For this reason, communication between the browser and localhost:4200 is not secured. ng serve
is only intended during development, because it means Angular can watch the frontend files and recompile automatically whenever anything changes.
When dual-run, from the browser's perspective, the requests to localhost:4200 (the frontend) and localhost:8080 (the backend), are considered different origins, because the request ports are different.
When content from localhost:4200 wants to make GET
/POST
requests on content held by localhost:8080, the browser will first make a preflight request to 8080, to check that 4200 has permission from 8080 to make these requests. This is CORS.
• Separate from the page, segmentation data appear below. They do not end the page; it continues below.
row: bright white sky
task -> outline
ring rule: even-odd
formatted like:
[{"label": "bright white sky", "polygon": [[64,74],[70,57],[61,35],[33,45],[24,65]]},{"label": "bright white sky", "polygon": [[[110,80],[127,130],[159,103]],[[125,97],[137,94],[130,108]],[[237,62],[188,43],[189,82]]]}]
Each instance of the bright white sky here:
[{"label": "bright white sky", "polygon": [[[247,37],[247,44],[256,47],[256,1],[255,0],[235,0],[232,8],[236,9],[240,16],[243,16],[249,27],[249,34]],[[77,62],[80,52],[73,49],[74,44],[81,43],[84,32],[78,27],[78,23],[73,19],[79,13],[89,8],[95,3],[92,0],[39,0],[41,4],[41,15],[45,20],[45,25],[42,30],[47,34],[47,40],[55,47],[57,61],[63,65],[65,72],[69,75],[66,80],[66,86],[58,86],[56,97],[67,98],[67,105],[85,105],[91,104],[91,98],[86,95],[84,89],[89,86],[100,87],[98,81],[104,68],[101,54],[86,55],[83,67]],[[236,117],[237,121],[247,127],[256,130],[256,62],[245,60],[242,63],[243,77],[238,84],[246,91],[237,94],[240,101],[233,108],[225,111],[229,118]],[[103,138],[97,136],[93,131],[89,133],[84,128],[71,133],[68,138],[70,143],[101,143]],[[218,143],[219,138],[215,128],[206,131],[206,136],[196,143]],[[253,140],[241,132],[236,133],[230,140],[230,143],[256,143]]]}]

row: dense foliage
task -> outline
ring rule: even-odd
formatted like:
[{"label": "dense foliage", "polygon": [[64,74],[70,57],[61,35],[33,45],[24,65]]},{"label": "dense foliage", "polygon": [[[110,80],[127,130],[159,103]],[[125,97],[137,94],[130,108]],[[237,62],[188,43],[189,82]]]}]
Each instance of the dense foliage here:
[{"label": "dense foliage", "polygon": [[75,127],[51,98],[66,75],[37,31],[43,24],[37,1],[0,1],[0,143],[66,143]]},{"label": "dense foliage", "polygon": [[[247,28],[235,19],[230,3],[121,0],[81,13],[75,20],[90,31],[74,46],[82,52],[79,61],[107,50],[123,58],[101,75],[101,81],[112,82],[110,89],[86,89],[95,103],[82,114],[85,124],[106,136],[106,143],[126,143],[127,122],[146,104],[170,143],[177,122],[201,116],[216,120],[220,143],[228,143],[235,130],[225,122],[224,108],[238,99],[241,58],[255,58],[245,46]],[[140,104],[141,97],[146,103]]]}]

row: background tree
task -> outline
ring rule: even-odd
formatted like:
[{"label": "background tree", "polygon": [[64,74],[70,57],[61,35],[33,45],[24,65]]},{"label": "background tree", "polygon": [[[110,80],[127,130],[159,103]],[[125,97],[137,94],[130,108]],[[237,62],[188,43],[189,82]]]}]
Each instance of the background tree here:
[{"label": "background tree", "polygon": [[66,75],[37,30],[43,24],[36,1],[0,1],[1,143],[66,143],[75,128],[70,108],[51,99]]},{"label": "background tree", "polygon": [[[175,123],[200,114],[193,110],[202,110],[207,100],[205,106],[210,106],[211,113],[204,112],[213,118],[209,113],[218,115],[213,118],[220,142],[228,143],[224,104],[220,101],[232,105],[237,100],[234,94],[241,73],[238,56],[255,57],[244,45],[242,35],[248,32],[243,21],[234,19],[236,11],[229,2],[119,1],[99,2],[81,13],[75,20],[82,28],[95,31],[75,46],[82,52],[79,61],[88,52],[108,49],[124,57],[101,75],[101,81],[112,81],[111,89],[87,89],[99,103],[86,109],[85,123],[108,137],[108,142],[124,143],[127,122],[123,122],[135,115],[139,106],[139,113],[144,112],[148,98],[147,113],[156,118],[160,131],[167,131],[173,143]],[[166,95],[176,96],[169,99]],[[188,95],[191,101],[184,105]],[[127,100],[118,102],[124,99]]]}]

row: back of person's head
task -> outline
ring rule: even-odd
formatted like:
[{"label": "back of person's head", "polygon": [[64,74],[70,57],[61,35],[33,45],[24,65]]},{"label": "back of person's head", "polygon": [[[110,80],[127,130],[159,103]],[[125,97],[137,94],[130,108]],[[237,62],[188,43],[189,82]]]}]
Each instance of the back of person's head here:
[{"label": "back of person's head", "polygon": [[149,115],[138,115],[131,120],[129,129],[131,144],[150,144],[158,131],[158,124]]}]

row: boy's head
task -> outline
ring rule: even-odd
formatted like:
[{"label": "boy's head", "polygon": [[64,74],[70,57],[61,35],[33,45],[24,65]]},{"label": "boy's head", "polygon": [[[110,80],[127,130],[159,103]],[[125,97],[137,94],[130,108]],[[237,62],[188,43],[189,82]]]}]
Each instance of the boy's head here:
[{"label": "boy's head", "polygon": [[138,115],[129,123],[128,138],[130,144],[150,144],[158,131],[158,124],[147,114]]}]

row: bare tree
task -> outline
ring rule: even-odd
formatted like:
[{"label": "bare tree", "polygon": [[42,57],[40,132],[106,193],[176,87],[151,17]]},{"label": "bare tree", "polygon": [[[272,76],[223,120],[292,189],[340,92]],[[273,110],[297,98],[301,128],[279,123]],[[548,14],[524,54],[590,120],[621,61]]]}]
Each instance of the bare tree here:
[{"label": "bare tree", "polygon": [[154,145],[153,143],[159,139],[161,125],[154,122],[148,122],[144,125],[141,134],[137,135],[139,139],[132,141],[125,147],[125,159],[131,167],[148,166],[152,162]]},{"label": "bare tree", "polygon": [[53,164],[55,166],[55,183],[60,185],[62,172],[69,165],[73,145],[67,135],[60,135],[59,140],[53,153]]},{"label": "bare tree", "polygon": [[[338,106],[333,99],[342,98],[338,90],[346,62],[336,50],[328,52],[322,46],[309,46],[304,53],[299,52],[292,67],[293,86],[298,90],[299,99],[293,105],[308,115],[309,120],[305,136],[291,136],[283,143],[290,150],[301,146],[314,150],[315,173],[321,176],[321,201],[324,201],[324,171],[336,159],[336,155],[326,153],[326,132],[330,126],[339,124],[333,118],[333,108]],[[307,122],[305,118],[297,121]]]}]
When using a self-signed certificates, Firefox will block outgoing OPTIONS requests for security reasons. This seems to happen even when you tell the browser to trust your certificate. As a result, the frontend and backend will not be able to communicate.
In Chrome, there is an option to disable security for localhost requests. As it is a loopback address, and so presumed to be trusted. The traffic will never leave the computer the developer is working on. This means ApiCenter can be completely under HTTPS when run locally.
Paste this into Chrome's address bar:
chrome://flags/#allow-insecure-localhost
You should see highlighted text saying: Allow invalid certificates for resources loaded from localhost; Click Enable.
CORS works in the combined build configuration for both browsers. The ports are the same, and hence there is no cross origin of requests.